Barbecue cooking varies greatly from country to country; each has its own distinct customs. South Africa and Australia, in particular, evolved distinctive “braai” or “barbie” customs and preferences, respectively, that remain embedded aspects of their national cultures. In these places, meat and other items are usually cooked on a flat metal plate placed over the heat source, or on a mesh grill; molten fat would periodically drop onto the coals, followed by a sudden flash of flame and heat.
Until recent years, the men of the household typically presided over meat production amid the smoke. Women were relegated to fixing up the salads and whatever else was to accompany the burnt offerings their menfolk eventually produced.
In a Hong Kong-style barbecue, cooking methods are different.
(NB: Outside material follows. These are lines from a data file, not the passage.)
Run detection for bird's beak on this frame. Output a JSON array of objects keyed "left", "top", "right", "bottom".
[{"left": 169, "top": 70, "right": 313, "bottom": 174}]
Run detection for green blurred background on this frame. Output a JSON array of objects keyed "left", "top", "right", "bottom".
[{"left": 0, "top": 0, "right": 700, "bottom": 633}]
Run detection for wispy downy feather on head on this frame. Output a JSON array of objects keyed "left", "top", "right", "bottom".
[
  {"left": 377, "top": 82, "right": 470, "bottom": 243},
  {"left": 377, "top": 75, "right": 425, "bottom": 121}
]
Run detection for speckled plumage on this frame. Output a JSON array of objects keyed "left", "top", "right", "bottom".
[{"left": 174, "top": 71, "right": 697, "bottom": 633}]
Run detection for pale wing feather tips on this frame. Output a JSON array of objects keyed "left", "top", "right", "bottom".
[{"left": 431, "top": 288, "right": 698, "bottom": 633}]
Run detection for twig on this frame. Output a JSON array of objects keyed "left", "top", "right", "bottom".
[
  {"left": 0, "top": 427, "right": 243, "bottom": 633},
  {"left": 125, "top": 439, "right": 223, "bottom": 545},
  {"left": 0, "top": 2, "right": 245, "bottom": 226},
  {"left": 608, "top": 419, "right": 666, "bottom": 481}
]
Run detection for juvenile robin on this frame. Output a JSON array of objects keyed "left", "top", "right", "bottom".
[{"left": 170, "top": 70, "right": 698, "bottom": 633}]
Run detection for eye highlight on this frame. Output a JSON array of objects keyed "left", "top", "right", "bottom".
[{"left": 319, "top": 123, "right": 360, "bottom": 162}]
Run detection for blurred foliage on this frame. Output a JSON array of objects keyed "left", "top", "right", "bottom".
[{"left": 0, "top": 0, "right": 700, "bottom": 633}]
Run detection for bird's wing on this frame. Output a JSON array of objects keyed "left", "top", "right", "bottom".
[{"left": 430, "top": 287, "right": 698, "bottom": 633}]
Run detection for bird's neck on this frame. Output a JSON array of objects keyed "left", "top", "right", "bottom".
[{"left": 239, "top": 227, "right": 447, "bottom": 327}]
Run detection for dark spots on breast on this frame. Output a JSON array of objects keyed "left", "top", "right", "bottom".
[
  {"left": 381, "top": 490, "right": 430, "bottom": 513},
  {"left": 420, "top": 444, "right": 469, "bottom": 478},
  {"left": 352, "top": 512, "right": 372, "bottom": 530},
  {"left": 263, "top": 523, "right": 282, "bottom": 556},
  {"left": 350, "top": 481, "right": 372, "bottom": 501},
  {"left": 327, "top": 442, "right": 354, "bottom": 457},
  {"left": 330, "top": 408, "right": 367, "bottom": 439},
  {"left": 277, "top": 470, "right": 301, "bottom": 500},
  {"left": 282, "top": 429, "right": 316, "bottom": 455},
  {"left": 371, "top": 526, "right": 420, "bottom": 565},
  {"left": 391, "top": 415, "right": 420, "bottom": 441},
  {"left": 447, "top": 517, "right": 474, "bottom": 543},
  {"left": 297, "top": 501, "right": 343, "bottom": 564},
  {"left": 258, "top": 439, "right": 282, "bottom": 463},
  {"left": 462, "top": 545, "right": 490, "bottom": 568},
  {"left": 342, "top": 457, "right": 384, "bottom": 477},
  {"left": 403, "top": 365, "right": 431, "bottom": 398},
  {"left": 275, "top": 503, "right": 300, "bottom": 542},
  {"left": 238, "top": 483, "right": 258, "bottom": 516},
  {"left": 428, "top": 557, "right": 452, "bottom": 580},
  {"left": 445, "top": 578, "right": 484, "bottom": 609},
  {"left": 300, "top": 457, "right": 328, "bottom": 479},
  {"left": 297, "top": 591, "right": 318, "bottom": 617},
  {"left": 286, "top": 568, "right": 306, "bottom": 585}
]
Meat and other items are typically skewered onto metal prongs then grilled, to various degrees of skill, over charcoal fires that have guttered down to a pile of glowing embers. From pork chops, beef ribs and chicken-wing joints to sausages of various sizes and cobs of sweetcorn, the list of usual barbecue items is extensive. Bottles of syrup or honey are usually bought as well to baste the meat; a delicious caramelised/carbonised crust develops on the surface of whatever it may be that is being grilled.
From the mid-19th century, charcoal was widely produced locally – timber used for the purpose was mostly imported from Southeast Asia; British North Borneo (modern Sabah) was a major supplier. Sold as a commonplace domestic kitchen fuel until its use was superseded by cheaper kerosene from the late 1940s, charcoal is now almost exclusively used for barbecues.